L’année 2025 a été un bon cru pour la Caisse d’Épargne Normandie, affichant des indicateurs tous en hausse. La banque a réalisé un produit net bancaire (PNB) de 379 millions d'euros, en croissance de 14% sur un an, et dégagé un résultat net de 96,6 millions d'euros, en hausse de près de 40%. Cette bonne tenue permet à la Caisse d’Épargne Normandie (1 623 salariés) de renforcer sa participation à la dynamique territoriale.

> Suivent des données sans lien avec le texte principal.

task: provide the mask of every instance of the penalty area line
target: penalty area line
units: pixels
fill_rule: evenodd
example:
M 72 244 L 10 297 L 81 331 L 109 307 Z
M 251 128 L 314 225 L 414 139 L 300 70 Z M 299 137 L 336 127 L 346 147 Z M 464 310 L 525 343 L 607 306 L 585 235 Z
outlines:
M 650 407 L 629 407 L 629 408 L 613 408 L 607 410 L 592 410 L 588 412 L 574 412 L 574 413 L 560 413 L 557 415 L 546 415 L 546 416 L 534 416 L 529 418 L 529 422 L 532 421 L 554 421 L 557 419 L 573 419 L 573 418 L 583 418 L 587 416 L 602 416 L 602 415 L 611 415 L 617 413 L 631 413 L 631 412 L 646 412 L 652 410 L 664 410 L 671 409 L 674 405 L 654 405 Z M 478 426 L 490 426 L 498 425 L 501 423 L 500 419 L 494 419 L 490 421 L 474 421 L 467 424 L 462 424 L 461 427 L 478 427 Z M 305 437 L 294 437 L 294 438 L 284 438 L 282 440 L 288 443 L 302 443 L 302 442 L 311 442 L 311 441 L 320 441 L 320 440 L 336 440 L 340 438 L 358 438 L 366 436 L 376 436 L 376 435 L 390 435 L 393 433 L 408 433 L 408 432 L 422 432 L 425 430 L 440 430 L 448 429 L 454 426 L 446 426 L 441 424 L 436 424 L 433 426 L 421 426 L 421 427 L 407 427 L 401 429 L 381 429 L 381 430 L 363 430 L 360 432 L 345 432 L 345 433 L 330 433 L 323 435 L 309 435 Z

Le financement des entreprises normandes en hausse de 10 %
Confirmant son modèle de banque à impact positif, les versements de crédits sur les marchés de la Banque du Développement Régional (BDR) réalisent une belle performance. Cet axe stratégique que la Caisse d’Épargne Normandie développe depuis huit ans concerne le financement des entreprises, l’immobilier, logement social, les institutions et les collectivités locales. Ces versements atteignent un volume de 768,6 millions d’euros en 2025, en hausse de 10,8 %. Au sein duquel, les entreprises ont absorbé 507,7 millions d’euros, hissant de 10 % son volume de versements sur ce marché par rapport à l’exercice précédent. "Ce sont les fruits d’un travail de longue haleine mené par la Caisse d’Épargne Normandie pour devenir un acteur incontournable du financement de l’économie régionale et des entreprises", se félicite Bruno Goré, président du directoire de la Caisse d’Épargne Normandie.
Priorité à la Normandie pour les investissements
Parmi les cinq objectifs inscrits à sa raison d’être figurant dans ses statuts, la banque énonce la volonté d’investir en priorité dans le territoire la valeur disponible créée par ses performances. En ce sens, elle a investi au total 11,6 millions d’euros, dont 73 % en Normandie, soit un total d’actifs sous gestion de 115 millions d’euros. Ce qu’illustre, par exemple, son accompagnement de Panattoni — la filiale parisienne du groupe américain Panattoni Development Company, l’un des principaux développeurs mondiaux d’immobilier logistique et industriel- dans son acquisition d’un site stratégique sur l’Axe Seine, à Gaillon et Val d’Hazey, pour y construire une plateforme logistique de 37 000 m². "Cet accompagnement inscrit dans nos objectifs est très encadré, rappelle Bruno Goré. Il y a des indicateurs à respecter : 75 % des investissements en capital-risque doivent être fléchés vers la Normandie, le reste sur les départements limitrophes : Bretagne, région parisienne ou Hauts-de-France".
Conforter son rôle de banque d’entreprises
Si la Caisse d’Épargne Normandie concède au Crédit Agricole la première marche du podium des banques d’entreprises, elle devient un challenger sérieux avec une ETI cliente sur trois et 25 % de parts de marché sur les TPE/PME. "Avec l’ambition d’obtenir le financement une ETI sur deux, car c’est tout de même le sujet majeur, affirme Bruno Goré. Nous devenons un acteur incontournable sur le marché des entreprises, ce qui n’était pas le cas il y a huit ans". Entre 2017 et 2025, elle a multiplié par trois le nombre de ses entreprises clientes, multiplié par 3,3 son PNB sur ce marché et par 2,3 son taux de pénétration (qui atteint en 2025, 22,2 %).